Cáustico com os responsáveis políticos que tentaram, em vão, pôr em causa as regras do euro, Cavaco acusou Alexis Tsipras de ter acabado “por mandar a ideologia para o lixo” e aceitar um 3.º resgate com medidas mais duras do que as rejeitadas pelos gregos em referendo. Apelando ao voto no PSD, o ex-PR diz crer que “os portugueses ainda preferem a verdade, a honestidade, o trabalho sério, a dedicação e a competência”. E, sem nunca referir diretamente o atual Presidente da República, o seu antecessor recorreu à análise do estilo de Macron para deixar perceber o que pensa de Marcelo.
Criticando “a verborreia frenética dos políticos” que “não dizem nada de relevante”, sustentou, como se disse, que “a palavra presidencial deve ser rara” considerando que “não passa pela cabeça de ninguém que ele (Macron) telefone a um jornalista para lhe passar uma informação”.
Contra “a promiscuidade com jornalistas”, Cavaco não desdisse da sua histórica aversão a comentadores (a quem chamava “profetas da desgraça”; agora disse que “os que valem a pena não enchem os dedos de uma mão”) e mesmo a alguns jornalistas. E sublinhou:
“As informações políticas falsas não são só na América de Trump. Também há notícias falsas, efémeras, absurdas, e estúpidas, em Portugal.”.

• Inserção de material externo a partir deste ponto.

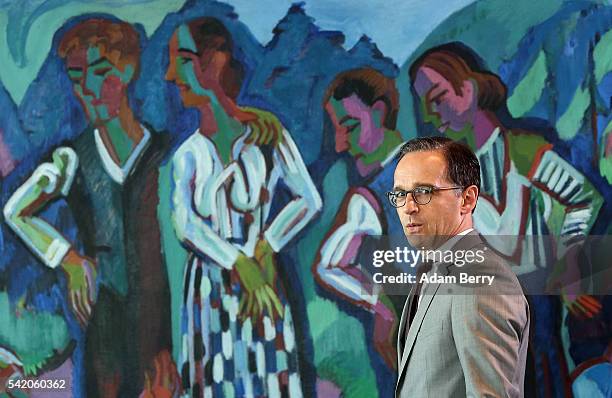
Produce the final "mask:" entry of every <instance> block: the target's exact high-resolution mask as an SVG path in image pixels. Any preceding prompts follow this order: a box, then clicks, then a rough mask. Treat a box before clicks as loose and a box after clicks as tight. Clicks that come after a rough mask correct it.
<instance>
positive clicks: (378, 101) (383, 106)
mask: <svg viewBox="0 0 612 398" xmlns="http://www.w3.org/2000/svg"><path fill="white" fill-rule="evenodd" d="M372 111H373V112H372V114H373V117H374V120H375V121H376V122H377V125H378V126H380V127H382V126H384V125H385V118H386V117H387V104H385V102H384V101H383V100H378V101H376V102H375V103H374V104H372Z"/></svg>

Sobre a classe política, mantém a cartilha: “É muito importante que se esteja na política sem que dela se dependa para ganhar a vida”. Por isso, aconselha os jovens da Jota a não desistirem de estudar, considerando “um erro um jovem abrandar os estudos a troco de um lugar político”. Nisto, vem tentar contrariar uma tentação de décadas. De si, não falou, apenas exprimindo a amarga ideia de que “ninguém deve esperar da política gratidão ou reconhecimento”.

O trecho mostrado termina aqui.